And I found some wonderful things. We all have our tried-and-true recipes, and I know that I, for one, feel as if I cook the same dinners week after week. My Darlin Husband (DH) has the gout, so I am a chicken cooking fool, as beef and sometimes even pork are known to trigger an attack.
So I was looking through my recipes, and this is what I found.
These are not just recipes, y’all. They are historical documents. Beloved recipes are the ones that are hard to read, spattered and smeared. Cause that’s just how I roll.

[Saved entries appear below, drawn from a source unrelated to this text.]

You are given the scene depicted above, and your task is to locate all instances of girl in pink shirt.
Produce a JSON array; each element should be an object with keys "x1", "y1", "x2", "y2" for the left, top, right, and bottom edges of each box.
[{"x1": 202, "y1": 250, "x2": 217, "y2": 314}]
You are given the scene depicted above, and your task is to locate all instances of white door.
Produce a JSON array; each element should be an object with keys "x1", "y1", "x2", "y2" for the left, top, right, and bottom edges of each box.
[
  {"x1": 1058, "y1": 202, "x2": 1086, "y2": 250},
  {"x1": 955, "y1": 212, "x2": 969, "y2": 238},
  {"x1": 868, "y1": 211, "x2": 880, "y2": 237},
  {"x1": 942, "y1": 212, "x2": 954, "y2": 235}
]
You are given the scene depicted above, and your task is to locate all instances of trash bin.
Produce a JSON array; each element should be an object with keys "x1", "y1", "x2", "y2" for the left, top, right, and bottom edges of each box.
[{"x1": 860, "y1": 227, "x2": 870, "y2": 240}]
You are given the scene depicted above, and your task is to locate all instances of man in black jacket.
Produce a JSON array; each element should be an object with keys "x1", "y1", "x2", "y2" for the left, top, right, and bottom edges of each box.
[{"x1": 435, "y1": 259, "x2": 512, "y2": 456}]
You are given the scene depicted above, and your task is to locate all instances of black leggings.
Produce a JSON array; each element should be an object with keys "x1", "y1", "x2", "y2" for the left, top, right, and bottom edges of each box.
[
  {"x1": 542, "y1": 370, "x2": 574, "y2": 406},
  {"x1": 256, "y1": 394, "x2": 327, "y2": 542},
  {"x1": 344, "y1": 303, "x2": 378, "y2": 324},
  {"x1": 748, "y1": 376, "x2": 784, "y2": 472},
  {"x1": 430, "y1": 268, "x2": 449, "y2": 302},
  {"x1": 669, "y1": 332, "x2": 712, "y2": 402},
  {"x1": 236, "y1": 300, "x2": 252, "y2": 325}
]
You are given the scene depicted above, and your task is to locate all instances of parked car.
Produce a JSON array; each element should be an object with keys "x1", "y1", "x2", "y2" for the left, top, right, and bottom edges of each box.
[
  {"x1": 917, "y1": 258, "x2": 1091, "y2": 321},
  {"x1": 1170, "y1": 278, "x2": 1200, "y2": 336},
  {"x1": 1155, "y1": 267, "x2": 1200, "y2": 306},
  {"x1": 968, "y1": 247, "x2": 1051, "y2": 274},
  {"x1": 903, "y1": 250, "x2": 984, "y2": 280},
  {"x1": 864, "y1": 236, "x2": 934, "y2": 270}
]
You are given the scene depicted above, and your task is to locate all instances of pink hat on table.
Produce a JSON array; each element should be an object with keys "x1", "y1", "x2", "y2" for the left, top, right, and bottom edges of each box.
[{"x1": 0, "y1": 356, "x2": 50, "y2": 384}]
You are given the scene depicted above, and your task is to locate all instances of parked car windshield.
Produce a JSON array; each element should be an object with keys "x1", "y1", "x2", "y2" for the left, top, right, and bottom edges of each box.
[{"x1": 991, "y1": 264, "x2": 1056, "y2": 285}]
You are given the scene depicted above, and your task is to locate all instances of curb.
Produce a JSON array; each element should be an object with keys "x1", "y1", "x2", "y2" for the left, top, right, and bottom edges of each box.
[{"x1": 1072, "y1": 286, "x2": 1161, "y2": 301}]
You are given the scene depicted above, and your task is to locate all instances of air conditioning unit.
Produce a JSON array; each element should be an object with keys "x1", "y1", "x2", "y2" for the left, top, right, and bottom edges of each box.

But looking closely at this random pile I snapped a picture of, I see the recipe for Sausage Balls, which was emailed from Tiffany Chambers to Rae Charlton on December 18 of…. 1998. Tiffany is married and has four kids now, and I am no longer Rae Charlton. But still – it’s hard to beat a good sausage ball. The recipe on the lower right is my mother-in-law’s recipe for homemade lasagna (the secret is the cheese!). I made lasagna once for DH, right after we married, and upon seeing the look on his face, I learned pretty quickly that “Mama’s way is the only way” for this particular dish. And that’s a fact. Best lasagna I ever put in my mouth. Use Swiss instead of mozzerella and always make your own sauce. It’ll change your LIFE.
Above Mamoo’s lasagna is my late grandmother’s recipe for cornbread dressing, in my mother’s handwriting. You know, so many recipes are emailed or “Pinterested” or printed out these days, having a cherished family recipe in your Mama’s handwriting is like a taste of heaven right here on earth.

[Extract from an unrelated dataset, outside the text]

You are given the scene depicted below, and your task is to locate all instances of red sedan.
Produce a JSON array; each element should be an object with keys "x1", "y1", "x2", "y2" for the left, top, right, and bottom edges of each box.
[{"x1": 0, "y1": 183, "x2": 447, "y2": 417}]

The recipe on the far left? That is Meg Schoonover’s recipe for the Stromboli she brought to Amy DeFew after Amy gave birth to her fourth (what the heck was SHE thinking?) child, John Silas. As I had been laid up on bed rest with Amy for this particular pregnancy, I felt entitled to a slab of stromboli. It was and is AWESOME, and it comes with good memories.
The bacon-wrapped pork tenderloin recipe in the middle is a GREAT dish to trot out when you’re having company and want to impress someone. My friend Keith gave me the recipe probably ten years ago or longer. Keith has been married a bunch of times, and he’s had several near misses. This was his go-to dish to prepare when a relationship would escalate to the “I’ll cook for you” stage. He called it “Panty-Dropping Pork Loin,” and while I’ve NEVER had this dish prepared by anyone but myself, and I have NEVER experienced that particular side effect, it’s really quite good.

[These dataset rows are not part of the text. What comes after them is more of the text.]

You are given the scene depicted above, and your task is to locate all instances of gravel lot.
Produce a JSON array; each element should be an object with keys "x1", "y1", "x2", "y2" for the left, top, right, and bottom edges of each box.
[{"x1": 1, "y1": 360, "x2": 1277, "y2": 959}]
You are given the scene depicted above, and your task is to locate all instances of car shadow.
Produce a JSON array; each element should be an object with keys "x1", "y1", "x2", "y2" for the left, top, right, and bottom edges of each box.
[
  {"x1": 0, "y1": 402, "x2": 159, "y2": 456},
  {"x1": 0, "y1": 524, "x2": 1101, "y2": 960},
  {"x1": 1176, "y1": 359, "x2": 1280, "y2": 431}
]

Also in my recipe file is a page (top right) torn out of a magazine. I really don’t recall how long I’ve had it – years, for sure. But tucked there, in amongst the recipes and notes and grease stains, is a column written by Paula Spencer titled “Thank You For This Food.” It was a pre-Thanksgiving article, and in it Paula writes about the importance of praying before a meal and being thankful to God for our food, and being thankful for those with whom we share it. My mother in law ends the family prayer at every family gathering by hollering (yes, we are from the South, that is what we call it) “God bless the cook!” While I certainly agree that the cook should be thanked (and likely blessed as well!), this year I’m starting a new tradition, and adding on to her blessing of the cook a heartfelt “and God bless the farmers!” They certainly play a big part in the food traditions that we embrace, and I just can’t say enough how much I appreciate them.